How does the Chinese state coerce citizens into compliance while simultaneously minimizing backlash? In her latest book, Outsourcing Repression, Lynette Ong examines how the Chinese state engages nonstate actors, from violent street gangsters to nonviolent grassroots brokers, to coerce and mobilize the masses for state pursuits. She draws on ethnographic research conducted annually from 2011 to 2019–the years from Hu Jintao to Xi Jinping, a unique and original event dataset, and a collection of government regulations in a study of everyday land grabs and housing demolition in China. Theorizing a counterintuitive form of repression, Ong invites the reader to reimagine the new ground state power credibly occupies. Everyday state power is quotidian power acquired through society by penetrating nonstate territories and mobilizing the masses within.

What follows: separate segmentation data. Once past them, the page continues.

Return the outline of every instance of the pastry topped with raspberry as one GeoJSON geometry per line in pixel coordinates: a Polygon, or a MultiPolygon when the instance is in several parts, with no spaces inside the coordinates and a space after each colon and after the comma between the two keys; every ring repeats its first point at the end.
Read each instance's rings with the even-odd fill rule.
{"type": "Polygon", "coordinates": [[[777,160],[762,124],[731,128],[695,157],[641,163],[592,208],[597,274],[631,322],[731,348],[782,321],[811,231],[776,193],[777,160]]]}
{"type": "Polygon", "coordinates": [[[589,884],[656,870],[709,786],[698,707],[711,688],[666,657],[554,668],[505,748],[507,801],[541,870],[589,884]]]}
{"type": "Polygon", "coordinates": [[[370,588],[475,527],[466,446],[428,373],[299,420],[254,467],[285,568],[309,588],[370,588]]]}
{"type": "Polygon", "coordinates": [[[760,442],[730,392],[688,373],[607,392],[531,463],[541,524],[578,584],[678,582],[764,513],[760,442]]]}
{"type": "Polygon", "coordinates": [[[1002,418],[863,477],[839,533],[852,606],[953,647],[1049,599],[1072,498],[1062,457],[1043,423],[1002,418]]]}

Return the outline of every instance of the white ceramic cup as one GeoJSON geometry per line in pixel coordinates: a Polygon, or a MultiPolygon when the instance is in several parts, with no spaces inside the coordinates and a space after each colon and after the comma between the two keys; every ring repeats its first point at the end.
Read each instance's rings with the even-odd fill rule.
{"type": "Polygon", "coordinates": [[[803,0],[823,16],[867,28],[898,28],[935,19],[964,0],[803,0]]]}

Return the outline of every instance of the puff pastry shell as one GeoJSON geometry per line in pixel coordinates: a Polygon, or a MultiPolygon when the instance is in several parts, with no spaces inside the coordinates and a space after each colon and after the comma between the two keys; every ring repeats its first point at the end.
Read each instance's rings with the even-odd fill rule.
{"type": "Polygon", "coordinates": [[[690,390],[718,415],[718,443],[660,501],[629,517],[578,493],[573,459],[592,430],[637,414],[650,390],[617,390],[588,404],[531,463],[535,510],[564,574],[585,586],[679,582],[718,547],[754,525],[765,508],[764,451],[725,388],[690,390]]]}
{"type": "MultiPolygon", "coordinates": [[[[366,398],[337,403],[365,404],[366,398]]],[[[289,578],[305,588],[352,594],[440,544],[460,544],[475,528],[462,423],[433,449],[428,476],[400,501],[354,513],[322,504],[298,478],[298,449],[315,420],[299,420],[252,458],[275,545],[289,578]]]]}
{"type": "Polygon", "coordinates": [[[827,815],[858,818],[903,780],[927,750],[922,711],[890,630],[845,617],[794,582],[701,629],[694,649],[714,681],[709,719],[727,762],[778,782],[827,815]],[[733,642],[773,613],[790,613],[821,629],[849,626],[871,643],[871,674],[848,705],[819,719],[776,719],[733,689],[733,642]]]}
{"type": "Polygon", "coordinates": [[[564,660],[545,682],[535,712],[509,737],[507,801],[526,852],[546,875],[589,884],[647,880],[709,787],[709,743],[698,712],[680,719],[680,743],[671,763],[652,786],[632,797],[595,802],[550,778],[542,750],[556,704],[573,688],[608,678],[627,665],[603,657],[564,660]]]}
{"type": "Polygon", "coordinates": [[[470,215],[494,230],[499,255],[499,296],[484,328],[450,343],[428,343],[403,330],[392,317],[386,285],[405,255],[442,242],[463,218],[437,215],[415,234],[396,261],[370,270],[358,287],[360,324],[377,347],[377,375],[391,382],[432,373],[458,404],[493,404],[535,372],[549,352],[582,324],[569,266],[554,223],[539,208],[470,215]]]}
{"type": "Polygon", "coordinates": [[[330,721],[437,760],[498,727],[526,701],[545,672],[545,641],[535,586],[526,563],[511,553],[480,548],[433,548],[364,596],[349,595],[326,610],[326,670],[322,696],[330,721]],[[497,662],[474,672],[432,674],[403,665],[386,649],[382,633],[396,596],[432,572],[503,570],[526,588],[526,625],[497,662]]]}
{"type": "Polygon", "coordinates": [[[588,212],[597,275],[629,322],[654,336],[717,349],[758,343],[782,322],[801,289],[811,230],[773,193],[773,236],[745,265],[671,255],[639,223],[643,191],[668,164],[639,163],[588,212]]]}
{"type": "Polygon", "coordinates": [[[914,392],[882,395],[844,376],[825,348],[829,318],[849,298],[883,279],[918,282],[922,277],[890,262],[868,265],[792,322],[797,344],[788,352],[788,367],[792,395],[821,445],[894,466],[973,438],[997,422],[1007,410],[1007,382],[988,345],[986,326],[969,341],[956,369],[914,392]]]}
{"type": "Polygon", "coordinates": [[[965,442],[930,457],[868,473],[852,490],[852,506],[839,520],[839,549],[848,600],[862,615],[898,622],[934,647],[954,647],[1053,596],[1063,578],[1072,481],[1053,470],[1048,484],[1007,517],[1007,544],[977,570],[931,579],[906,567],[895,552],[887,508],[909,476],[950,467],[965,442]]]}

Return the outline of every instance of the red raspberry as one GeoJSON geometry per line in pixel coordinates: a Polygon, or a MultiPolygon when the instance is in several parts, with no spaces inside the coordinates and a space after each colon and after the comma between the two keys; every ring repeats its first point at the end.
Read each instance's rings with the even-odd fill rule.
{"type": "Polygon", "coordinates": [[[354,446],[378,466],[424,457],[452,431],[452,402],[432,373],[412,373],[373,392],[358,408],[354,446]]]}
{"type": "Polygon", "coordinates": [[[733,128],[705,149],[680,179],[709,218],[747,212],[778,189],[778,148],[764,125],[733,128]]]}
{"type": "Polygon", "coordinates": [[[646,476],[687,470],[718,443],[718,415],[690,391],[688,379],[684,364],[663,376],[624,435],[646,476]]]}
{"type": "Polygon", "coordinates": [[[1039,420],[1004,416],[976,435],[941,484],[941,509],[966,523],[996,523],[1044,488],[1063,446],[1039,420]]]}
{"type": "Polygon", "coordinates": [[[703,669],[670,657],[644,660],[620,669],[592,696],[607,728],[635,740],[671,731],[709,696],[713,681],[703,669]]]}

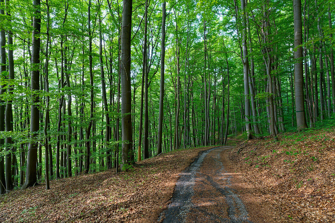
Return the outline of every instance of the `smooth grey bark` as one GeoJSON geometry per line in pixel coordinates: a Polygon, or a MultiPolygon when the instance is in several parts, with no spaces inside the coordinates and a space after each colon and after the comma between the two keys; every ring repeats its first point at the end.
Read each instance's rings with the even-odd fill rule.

About our speaker: Lynette H. Ong is Professor of Political Science (from July 1) at the University of Toronto, where she researches issues at the intersection of authoritarian politics, contention and development. She is primarily a China specialist; she has also published on Southeast Asia and the broader Indo-Pacific contexts. Her works have appeared or cited in Foreign Affairs, Foreign Policy, Economist, Washington Post, etc., alongside academic outlets.